The last of the five strategies for comparison of investment strategies is benefit/cost ratio. This method is commonly used for public planning, by national or local governments, rather than by individual companies. Although there are significant differences between planning in the public and private sectors, the benefit/cost ratio is neutral with respect to these differences, giving the same result as would the present worth or rate of return methods.
Formally, the benefit/cost ratio is defined as the fraction
Present worth of benefits/Present worth of costs
If this ratio is greater than unity, the project should go ahead, otherwise not.
One apparent pitfall in this method is some ambiguity in what should be considered a cost and what a benefit. For example, a project with startup costs C which generates annual revenue R and which must meet annual costs K could be described as having equivalent costs C + K(P/A,i,N) and equivalent benefits R(P/A,i,N).
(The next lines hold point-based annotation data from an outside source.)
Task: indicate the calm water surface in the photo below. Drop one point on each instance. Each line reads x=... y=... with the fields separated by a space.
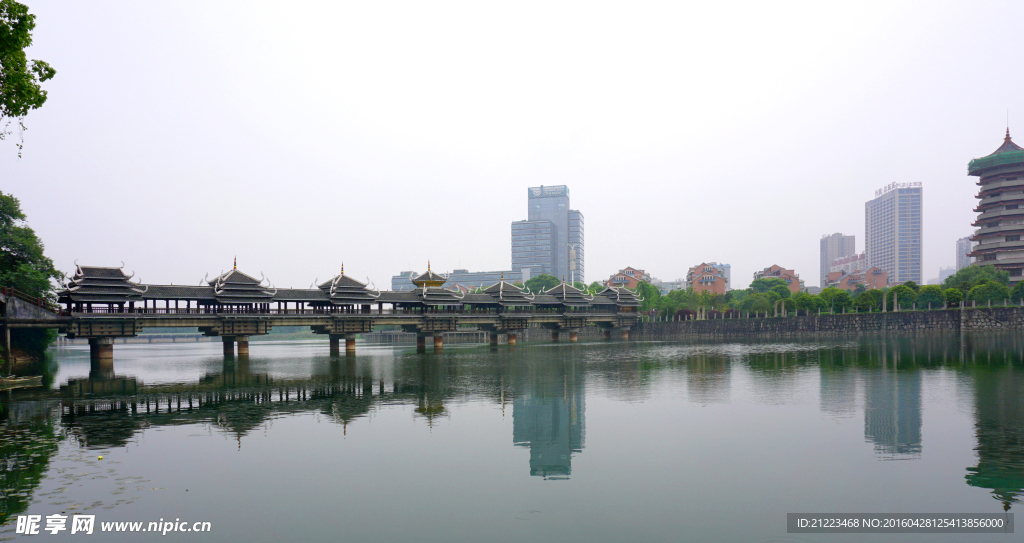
x=589 y=442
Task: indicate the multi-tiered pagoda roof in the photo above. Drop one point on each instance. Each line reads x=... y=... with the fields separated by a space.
x=101 y=285
x=236 y=287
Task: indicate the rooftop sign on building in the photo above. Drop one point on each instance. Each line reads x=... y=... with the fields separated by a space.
x=892 y=186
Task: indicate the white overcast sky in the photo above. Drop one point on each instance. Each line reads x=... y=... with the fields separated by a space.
x=298 y=135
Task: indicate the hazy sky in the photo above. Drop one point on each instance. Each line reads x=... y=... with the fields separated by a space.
x=298 y=135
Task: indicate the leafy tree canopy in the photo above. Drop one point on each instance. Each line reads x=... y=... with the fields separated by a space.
x=766 y=284
x=24 y=266
x=930 y=294
x=19 y=79
x=975 y=275
x=953 y=296
x=989 y=291
x=542 y=283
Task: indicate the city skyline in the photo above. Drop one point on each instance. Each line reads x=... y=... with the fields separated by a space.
x=412 y=149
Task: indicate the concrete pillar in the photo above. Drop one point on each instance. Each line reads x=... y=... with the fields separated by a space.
x=100 y=358
x=243 y=342
x=8 y=358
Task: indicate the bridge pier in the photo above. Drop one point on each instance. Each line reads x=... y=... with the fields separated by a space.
x=100 y=358
x=243 y=342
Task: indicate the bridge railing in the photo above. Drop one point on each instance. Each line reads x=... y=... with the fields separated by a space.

So the B/C ratio would be
R(P/A,i,N)/(C+K(P/A,i,N))
On the other hand, the same project could be considered as yielding an annual profit of P = R-K. This annual profit is certainly a benefit, so we could argue that the benefit/cost ratio should be
(R-K)(P/A,i,N)/C
But these two ratios are different, so how can we decide which to use?
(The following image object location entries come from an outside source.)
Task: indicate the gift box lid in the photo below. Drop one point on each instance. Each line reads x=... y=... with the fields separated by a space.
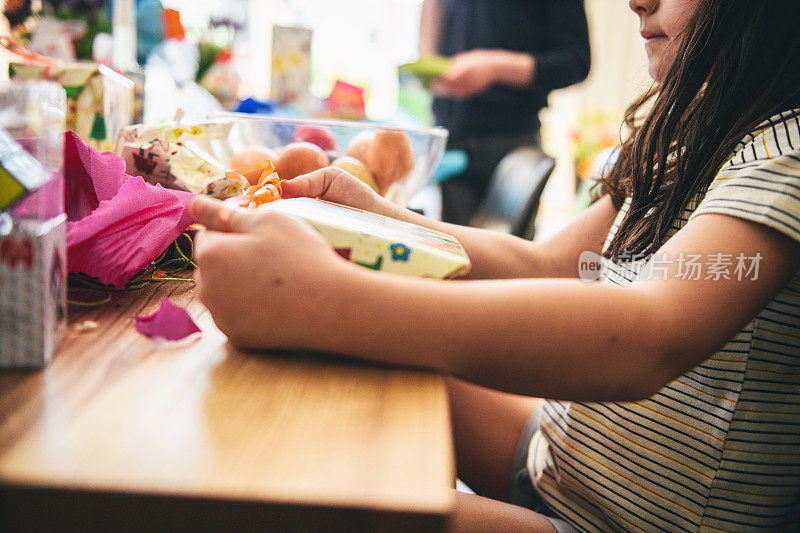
x=378 y=242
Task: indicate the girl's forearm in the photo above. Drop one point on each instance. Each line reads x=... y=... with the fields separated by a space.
x=493 y=255
x=564 y=339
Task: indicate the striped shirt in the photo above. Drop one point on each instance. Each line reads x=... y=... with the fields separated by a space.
x=717 y=449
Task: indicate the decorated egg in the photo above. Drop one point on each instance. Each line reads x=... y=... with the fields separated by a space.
x=359 y=145
x=315 y=135
x=300 y=158
x=389 y=157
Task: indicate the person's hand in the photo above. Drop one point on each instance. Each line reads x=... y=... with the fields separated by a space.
x=265 y=277
x=335 y=185
x=470 y=73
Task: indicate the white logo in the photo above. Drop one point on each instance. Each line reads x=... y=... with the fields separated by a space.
x=589 y=264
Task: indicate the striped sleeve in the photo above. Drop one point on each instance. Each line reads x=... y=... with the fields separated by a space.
x=765 y=191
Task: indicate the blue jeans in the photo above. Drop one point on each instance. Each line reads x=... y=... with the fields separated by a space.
x=523 y=493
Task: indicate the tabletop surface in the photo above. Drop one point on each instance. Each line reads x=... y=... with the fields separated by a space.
x=115 y=411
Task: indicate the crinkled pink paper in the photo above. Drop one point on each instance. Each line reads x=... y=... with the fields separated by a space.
x=117 y=224
x=170 y=322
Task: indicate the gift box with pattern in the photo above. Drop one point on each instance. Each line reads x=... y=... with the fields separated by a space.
x=378 y=242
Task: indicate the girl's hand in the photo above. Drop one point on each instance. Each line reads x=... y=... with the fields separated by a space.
x=265 y=276
x=335 y=185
Fortunately, we don't need to decide. The only thing we care about is whether the ratio is greater than 1, and it can be shown that when one of these fractions meets that criterion, so does the other.
This means that the benefit/cost ratio cannot be used to rank alternative strategies in order of preference. However, it can be used to rank incremental strategies in order of preference. This is just the same approach as we used with the rate of return methods: we tabulate the cash-flows of each mutually exclusive option, in increasing order of initial investment, then construct the additional options of upgrading from each viable alternative to its more expensive neighbours. We upgrade whenever the benefit/cost ratio of spending the extra money is greater than unity.
Some of the factors which can be ignored in a private-sector analysis become the responsibility of government by default. For example, the effect on public health of dioxin emissions from a pulp mill can be ignored by the mill owners, since it isn't the job of the pulp industry to look after people's health. If the government does not take responsibility for these factors, known as `externalities', then they will be invisible to the economy -- that is, the economy will act as though clean air and water are of no value.
Such externalities can also occur within government, as, for example, when the Ministry of Transport fulfills its mandate to provide efficient transportation by planning a highway through a forest defined by the Ministry of the Environment as an area of outstanding natural beauty.
On the plus side, governments can usually obtain very favourable interest rates for borrowing money, since it is rare for entire nations to declare bankruptcy.
The economic analysis methods we have discussed here are only a small part of the considerations that should be taken into account in public decision making. It may be desirable to poll public opinion on a controversial project, and the public's wishes may take precedence over the results of analysis. Some of the broader issues are discussed in ``How to Use Cost-Benefit Analysis in Project Appraisal'', M.J. Frost, John Wiley and Sons, 1971 [TA 177.7 F76] and ``The Economics of Environmental Protection'', D. N. Thompson, Winthrop Publishers, 1973 [TD 180 T49].
Despite these very sensible criticisms of the payback-period method, I have noticed that many of the successful entrepreneurs who have given guest lectures in the Wednesday evening slot of this class have, when asked how they evaluate competing proposals, replied that they use the payback-period method. And I have been reluctant to point out their foolishness, since they have often made two or three orders of magnitude more money than I have. Possibly the explanation lies in the field of risk management, which we haven't discussed yet: the reliability of our estimates of future cashflows is lower the further we look into the future, so investors like to know that they'll have recouped their investment by a definite date in the near future.